3-稍后我将使用此最终字符串来匹配不同的用户输入。

问题详情说明我有一些字符串，例如Buna$002C_Texas , Zamboanga_$0028province$0029等等。

此处$002C, $0028和$0029是unicode值，我正在使用下面将它们转换为字符表示。

$str =~s/\$(....)/chr(hex($1))/eg;

OR

$str =~s/\$(....)/pack 'U4', $1/eg;

现在我按照我的要求替换所有角色。然后我将字符串解码为utf-8以获得所有字符的小写，包括unicode，如下所示，lc直接不支持unicode字符。
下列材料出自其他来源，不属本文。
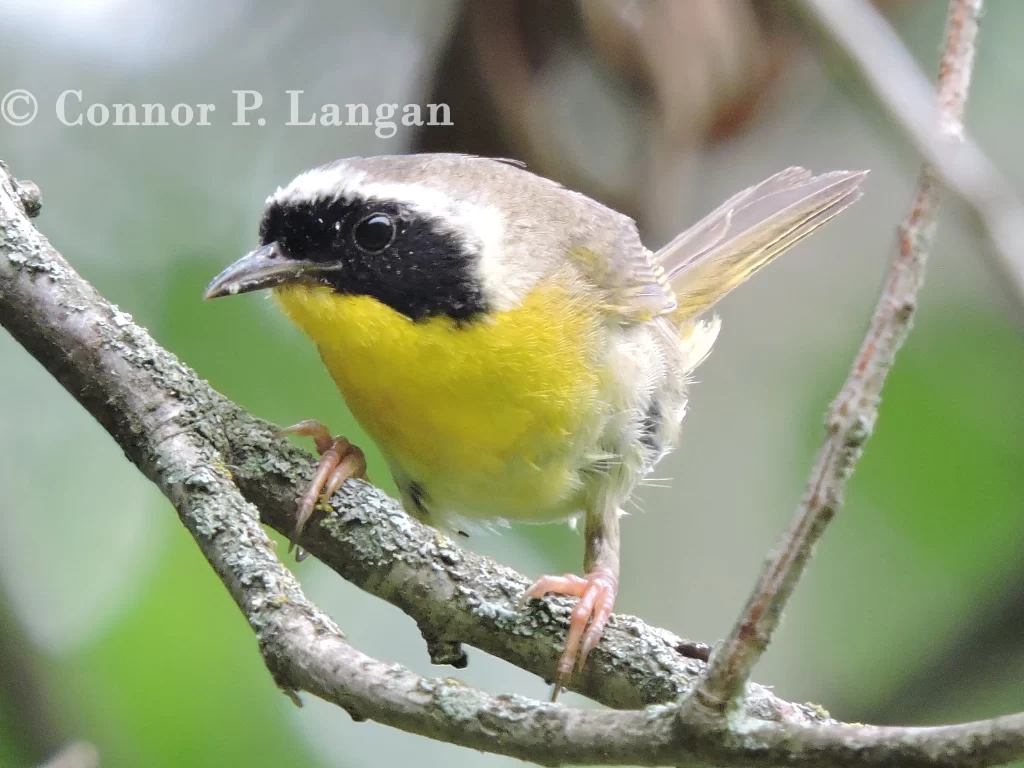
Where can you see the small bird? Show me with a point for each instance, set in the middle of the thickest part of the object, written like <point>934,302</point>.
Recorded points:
<point>510,345</point>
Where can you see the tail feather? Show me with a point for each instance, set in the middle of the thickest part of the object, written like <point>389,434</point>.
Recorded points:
<point>749,230</point>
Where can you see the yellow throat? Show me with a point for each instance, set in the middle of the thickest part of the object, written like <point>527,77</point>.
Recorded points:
<point>492,417</point>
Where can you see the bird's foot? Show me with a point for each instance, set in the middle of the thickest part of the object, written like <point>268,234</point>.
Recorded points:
<point>340,460</point>
<point>597,597</point>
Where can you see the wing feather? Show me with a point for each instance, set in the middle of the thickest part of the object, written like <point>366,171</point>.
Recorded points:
<point>749,230</point>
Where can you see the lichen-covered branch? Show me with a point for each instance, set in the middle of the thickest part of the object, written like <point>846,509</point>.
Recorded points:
<point>852,416</point>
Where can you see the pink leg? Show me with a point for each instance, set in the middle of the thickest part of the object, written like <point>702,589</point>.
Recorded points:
<point>339,461</point>
<point>596,592</point>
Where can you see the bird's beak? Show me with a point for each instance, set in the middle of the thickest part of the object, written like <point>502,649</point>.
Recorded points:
<point>267,266</point>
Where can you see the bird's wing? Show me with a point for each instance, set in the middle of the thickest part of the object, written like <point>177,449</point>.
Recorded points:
<point>748,231</point>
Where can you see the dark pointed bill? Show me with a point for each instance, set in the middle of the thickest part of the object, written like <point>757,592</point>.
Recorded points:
<point>267,266</point>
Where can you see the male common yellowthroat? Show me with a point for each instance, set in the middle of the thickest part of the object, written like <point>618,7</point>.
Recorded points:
<point>510,345</point>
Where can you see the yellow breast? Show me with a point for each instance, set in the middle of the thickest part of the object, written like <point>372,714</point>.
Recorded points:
<point>493,417</point>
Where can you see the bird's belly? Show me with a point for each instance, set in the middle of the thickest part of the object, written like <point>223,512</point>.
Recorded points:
<point>494,418</point>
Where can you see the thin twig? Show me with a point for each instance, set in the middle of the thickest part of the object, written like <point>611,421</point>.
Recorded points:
<point>183,436</point>
<point>892,76</point>
<point>853,414</point>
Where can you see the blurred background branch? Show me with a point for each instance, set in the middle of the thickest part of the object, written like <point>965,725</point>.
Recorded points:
<point>851,418</point>
<point>865,38</point>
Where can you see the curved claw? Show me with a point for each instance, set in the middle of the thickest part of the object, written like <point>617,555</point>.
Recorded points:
<point>597,598</point>
<point>340,460</point>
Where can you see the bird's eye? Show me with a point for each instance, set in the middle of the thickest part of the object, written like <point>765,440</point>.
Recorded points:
<point>374,232</point>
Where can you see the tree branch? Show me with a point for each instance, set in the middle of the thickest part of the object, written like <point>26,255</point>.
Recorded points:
<point>853,414</point>
<point>891,75</point>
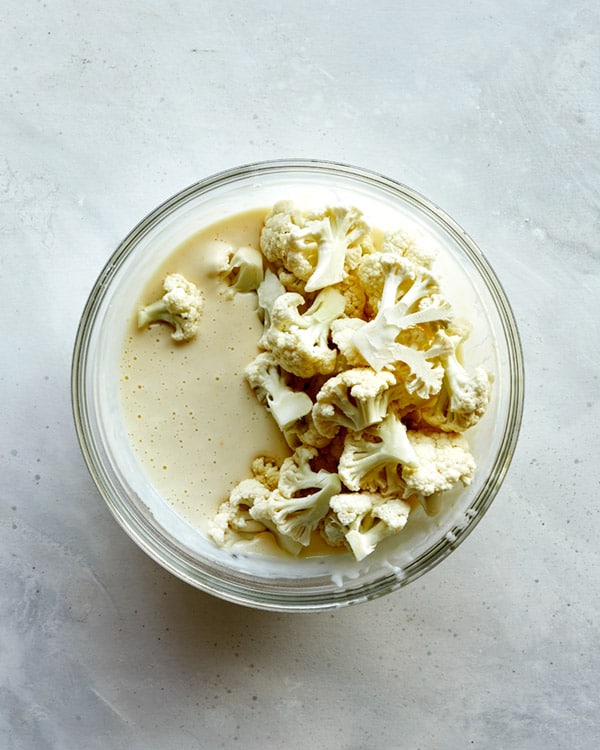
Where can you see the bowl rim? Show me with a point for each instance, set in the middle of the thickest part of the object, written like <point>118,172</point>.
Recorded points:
<point>295,600</point>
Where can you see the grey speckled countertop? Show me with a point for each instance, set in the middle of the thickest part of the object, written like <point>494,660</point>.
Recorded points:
<point>490,109</point>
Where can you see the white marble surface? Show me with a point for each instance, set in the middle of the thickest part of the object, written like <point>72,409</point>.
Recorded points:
<point>492,109</point>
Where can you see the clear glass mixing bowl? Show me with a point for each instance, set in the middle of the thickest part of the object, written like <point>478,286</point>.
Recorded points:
<point>264,582</point>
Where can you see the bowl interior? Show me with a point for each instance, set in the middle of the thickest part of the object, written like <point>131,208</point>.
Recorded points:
<point>282,583</point>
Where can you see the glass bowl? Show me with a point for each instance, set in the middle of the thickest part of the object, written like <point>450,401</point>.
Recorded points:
<point>277,583</point>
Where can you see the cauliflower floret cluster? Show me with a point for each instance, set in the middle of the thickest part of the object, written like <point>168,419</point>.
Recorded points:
<point>180,307</point>
<point>359,365</point>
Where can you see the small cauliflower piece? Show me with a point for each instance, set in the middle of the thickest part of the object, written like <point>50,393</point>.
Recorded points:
<point>373,458</point>
<point>180,307</point>
<point>463,397</point>
<point>342,334</point>
<point>233,515</point>
<point>299,342</point>
<point>412,244</point>
<point>266,471</point>
<point>406,295</point>
<point>365,519</point>
<point>318,247</point>
<point>243,270</point>
<point>441,460</point>
<point>293,511</point>
<point>354,399</point>
<point>266,379</point>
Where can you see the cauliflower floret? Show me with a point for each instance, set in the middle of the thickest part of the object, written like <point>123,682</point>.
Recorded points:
<point>180,307</point>
<point>293,511</point>
<point>354,294</point>
<point>441,459</point>
<point>407,295</point>
<point>354,399</point>
<point>243,270</point>
<point>420,248</point>
<point>300,341</point>
<point>364,520</point>
<point>373,458</point>
<point>266,471</point>
<point>318,247</point>
<point>342,334</point>
<point>233,514</point>
<point>267,381</point>
<point>463,397</point>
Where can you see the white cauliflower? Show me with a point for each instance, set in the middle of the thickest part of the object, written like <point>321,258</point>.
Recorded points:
<point>180,307</point>
<point>363,520</point>
<point>354,399</point>
<point>266,379</point>
<point>233,515</point>
<point>300,341</point>
<point>294,510</point>
<point>440,460</point>
<point>463,397</point>
<point>318,247</point>
<point>372,459</point>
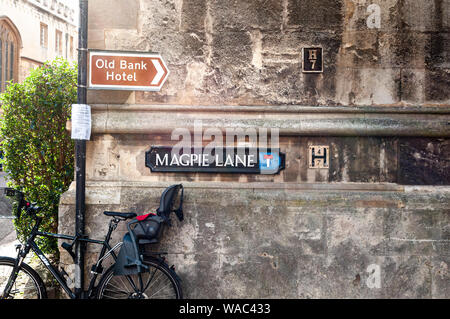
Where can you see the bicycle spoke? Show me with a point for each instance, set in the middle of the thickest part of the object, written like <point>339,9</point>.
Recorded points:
<point>161,289</point>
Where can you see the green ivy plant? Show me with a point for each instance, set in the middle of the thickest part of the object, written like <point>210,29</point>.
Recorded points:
<point>38,151</point>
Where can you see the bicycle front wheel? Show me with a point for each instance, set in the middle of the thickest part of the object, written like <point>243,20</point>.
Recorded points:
<point>159,282</point>
<point>28,284</point>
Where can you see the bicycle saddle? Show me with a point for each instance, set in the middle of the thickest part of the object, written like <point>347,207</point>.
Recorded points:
<point>122,215</point>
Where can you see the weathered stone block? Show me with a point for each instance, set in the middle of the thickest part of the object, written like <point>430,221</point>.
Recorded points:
<point>162,15</point>
<point>411,232</point>
<point>103,14</point>
<point>245,15</point>
<point>424,161</point>
<point>193,14</point>
<point>323,14</point>
<point>407,277</point>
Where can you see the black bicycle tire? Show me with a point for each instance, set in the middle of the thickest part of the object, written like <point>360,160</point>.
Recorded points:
<point>155,262</point>
<point>39,283</point>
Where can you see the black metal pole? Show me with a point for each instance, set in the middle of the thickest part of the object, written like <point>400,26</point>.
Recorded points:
<point>80,152</point>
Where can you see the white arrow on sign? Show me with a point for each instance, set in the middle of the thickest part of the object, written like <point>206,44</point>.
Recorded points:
<point>159,70</point>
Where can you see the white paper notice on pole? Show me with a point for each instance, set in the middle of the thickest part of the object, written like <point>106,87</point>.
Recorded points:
<point>81,122</point>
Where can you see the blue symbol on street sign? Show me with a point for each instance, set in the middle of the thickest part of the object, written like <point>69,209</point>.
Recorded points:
<point>269,162</point>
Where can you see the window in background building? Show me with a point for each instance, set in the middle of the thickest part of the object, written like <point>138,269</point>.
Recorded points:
<point>71,47</point>
<point>9,53</point>
<point>11,63</point>
<point>58,42</point>
<point>67,45</point>
<point>44,35</point>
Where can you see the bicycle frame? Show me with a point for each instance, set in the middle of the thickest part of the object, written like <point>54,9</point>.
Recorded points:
<point>31,245</point>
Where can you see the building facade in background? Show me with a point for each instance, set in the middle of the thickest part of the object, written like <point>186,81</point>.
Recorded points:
<point>34,31</point>
<point>364,82</point>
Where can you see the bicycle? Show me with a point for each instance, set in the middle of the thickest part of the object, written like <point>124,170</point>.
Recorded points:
<point>135,273</point>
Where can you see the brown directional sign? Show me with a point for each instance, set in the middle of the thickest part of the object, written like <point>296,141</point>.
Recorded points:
<point>116,70</point>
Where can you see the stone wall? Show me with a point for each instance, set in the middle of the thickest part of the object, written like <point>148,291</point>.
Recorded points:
<point>381,105</point>
<point>249,52</point>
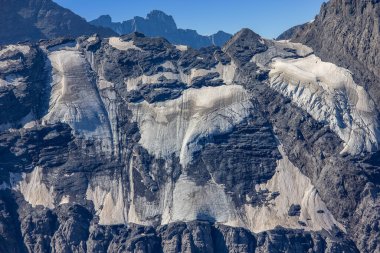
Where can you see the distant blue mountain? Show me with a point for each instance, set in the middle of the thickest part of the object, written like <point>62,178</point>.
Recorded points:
<point>159,24</point>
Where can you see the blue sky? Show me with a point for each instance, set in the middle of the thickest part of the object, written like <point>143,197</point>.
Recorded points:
<point>267,17</point>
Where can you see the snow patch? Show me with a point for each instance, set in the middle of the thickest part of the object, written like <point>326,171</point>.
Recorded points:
<point>207,202</point>
<point>15,48</point>
<point>74,98</point>
<point>226,73</point>
<point>109,202</point>
<point>175,126</point>
<point>121,45</point>
<point>329,94</point>
<point>182,48</point>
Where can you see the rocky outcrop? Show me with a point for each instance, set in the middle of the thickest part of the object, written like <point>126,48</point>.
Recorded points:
<point>159,24</point>
<point>144,146</point>
<point>346,33</point>
<point>33,20</point>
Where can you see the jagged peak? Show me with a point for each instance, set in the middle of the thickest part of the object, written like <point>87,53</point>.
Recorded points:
<point>244,34</point>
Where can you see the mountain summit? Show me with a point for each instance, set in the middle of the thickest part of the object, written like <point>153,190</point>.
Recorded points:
<point>159,24</point>
<point>41,19</point>
<point>347,33</point>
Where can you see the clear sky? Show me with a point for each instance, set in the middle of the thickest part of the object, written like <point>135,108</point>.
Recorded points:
<point>269,18</point>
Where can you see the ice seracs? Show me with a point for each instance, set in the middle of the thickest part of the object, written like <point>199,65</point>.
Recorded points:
<point>75,99</point>
<point>119,44</point>
<point>175,126</point>
<point>327,92</point>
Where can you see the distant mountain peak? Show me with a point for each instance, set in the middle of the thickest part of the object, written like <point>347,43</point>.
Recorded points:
<point>23,20</point>
<point>159,24</point>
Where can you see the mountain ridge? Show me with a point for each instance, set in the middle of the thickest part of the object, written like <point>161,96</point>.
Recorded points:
<point>41,19</point>
<point>157,23</point>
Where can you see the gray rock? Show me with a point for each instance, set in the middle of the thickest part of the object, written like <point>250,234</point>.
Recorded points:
<point>159,24</point>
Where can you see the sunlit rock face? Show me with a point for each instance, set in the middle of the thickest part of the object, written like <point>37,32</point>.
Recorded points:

$str =~ s/(^\-|\-$|^\_|\_$)//g;                        
$str =~ s/[\-\_,]/ /g;                                                                         
$str =~ s/[\(\)\"\'\.]|ʻ|’|‘//g;                                                                                       
$str =~ s/^\s+|\s+$//g;
$str =~ s/\s+/ /g;
$str = decode('utf-8',$str);
$str = lc($str);
$str = encode('utf-8',$str);

但是当Perl尝试解码字符串时，我遇到了错误。

Cannot decode string with wide characters at /usr/lib64/perl5/5.8.8/x86_64-linux-thread-multi/Encode.pm line 173

此错误也很明显，如此处所述。 @ http://www.perlmonks.org/?node_id=569402

现在我根据上面的网址更改了我的逻辑。我用下面的方法将unicode转换为字符表示。

$str =~s/\$(..)(..)/chr(hex($1)).chr(hex($2))/eg;

但是现在我没有得到字符表示。我得到了一些不可打印的字符。那么当我不知道有多少不同的unicode表示时，如何处理这个问题。

Answer 1

您希望在进行转换之前解码字符串，最好使用像:utf8这样的PerlIO层。因为您在解码之前插入了转义的代码点，所以您的字符串可能已经包含多字节字符。请记住，Perl（貌似）在代码点上运行，而不是字节。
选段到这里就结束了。